Jody Ferrier entró en la oficina un minuto más tarde y encontró a Ambrose pálido y frío detrás del escritorio.
— ¡Boyce, querido! — exclamó con voz crispada—. ¿Estás bien?
Él la miró con ojos divertidos.
— Estoy bien, Jo — dijo lentamente—. Sólo que… creo que tengo que irme a África.
El viaje a Barandi fue difícil para Ambrose, pese a su dinero y las muchas relaciones familiares.

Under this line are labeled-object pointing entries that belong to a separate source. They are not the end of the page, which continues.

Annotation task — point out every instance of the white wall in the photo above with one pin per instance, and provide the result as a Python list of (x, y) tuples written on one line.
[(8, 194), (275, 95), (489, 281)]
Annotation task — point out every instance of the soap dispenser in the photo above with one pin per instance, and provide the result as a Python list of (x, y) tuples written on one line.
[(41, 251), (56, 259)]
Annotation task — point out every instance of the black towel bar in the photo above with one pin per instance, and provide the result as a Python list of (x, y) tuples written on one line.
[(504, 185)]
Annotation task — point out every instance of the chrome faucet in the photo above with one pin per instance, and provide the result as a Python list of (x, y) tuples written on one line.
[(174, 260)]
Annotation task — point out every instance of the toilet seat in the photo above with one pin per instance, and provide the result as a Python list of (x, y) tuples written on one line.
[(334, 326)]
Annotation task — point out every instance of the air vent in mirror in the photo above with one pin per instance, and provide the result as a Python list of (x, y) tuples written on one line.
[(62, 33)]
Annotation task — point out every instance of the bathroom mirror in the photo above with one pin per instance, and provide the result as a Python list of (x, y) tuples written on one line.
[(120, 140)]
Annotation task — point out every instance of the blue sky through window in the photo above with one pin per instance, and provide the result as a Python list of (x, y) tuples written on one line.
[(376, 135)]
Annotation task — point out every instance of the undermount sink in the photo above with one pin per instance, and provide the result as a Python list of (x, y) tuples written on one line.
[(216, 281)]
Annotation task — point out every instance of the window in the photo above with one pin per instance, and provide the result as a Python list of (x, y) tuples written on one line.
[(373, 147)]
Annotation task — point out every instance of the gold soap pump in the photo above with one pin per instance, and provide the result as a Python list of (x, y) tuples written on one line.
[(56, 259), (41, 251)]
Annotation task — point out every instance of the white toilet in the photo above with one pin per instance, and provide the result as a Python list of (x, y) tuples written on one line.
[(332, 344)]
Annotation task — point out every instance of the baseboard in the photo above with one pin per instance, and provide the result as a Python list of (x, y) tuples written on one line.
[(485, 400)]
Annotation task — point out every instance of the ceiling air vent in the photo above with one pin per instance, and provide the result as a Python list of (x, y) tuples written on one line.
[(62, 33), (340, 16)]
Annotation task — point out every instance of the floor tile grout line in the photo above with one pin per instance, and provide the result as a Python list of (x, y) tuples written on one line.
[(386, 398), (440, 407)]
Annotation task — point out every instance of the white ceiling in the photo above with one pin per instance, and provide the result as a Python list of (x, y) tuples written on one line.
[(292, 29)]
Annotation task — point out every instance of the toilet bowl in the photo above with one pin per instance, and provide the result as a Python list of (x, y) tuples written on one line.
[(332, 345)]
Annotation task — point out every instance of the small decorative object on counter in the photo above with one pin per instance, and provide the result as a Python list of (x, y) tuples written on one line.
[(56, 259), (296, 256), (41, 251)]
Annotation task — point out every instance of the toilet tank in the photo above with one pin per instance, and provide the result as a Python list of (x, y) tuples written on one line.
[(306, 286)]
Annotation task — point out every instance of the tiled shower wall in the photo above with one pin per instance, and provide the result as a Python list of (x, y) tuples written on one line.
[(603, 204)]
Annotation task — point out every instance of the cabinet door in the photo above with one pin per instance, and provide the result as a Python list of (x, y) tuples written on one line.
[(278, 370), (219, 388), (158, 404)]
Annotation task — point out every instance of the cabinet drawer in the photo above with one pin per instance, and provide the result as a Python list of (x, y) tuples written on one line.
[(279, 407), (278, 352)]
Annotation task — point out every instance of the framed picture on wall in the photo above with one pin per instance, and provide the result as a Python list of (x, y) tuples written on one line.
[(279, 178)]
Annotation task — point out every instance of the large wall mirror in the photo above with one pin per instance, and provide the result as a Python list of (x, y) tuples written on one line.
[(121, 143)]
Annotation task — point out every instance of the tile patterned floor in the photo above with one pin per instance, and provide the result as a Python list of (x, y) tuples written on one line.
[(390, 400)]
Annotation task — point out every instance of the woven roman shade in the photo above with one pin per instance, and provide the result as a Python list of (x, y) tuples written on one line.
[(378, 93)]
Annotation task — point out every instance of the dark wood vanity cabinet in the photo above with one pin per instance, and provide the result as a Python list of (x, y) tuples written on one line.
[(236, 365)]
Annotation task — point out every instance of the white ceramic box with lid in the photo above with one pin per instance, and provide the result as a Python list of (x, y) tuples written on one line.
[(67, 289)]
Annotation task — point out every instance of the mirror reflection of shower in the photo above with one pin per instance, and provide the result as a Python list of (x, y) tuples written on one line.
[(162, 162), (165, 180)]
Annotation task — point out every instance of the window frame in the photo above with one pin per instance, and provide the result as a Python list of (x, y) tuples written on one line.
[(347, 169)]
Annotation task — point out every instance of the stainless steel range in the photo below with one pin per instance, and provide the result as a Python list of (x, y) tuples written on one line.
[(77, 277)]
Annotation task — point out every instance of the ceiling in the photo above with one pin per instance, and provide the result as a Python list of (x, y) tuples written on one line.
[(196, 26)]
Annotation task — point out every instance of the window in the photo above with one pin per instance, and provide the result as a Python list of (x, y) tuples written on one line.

Al principio había proyectado hacer un vuelo supersónico de Atlanta a Nairobi, y quizás alquilar un avión pequeño para cubrir los trescientos kilómetros restantes. Este plan fue desechado por consejo de la agencia de viajes, pues las relaciones entre Kenya y la recién integrada Confederación de Repúblicas Africanas Socialistas del Este eran particularmente tensas en esos momentos. Ambrose había aceptado la situación filosóficamente y recordó que Kenya y otros países habían cedido valiosos territorios a la confederación. Pensó entonces en Addis Abeba, pero le informaron que Etiopía estaba a punto de montar una operación militar contra la Confederación con el propósito de reconquistar la frontera meridional, y que todos los vuelos comerciales entre ambos países pronto serían suspendidos.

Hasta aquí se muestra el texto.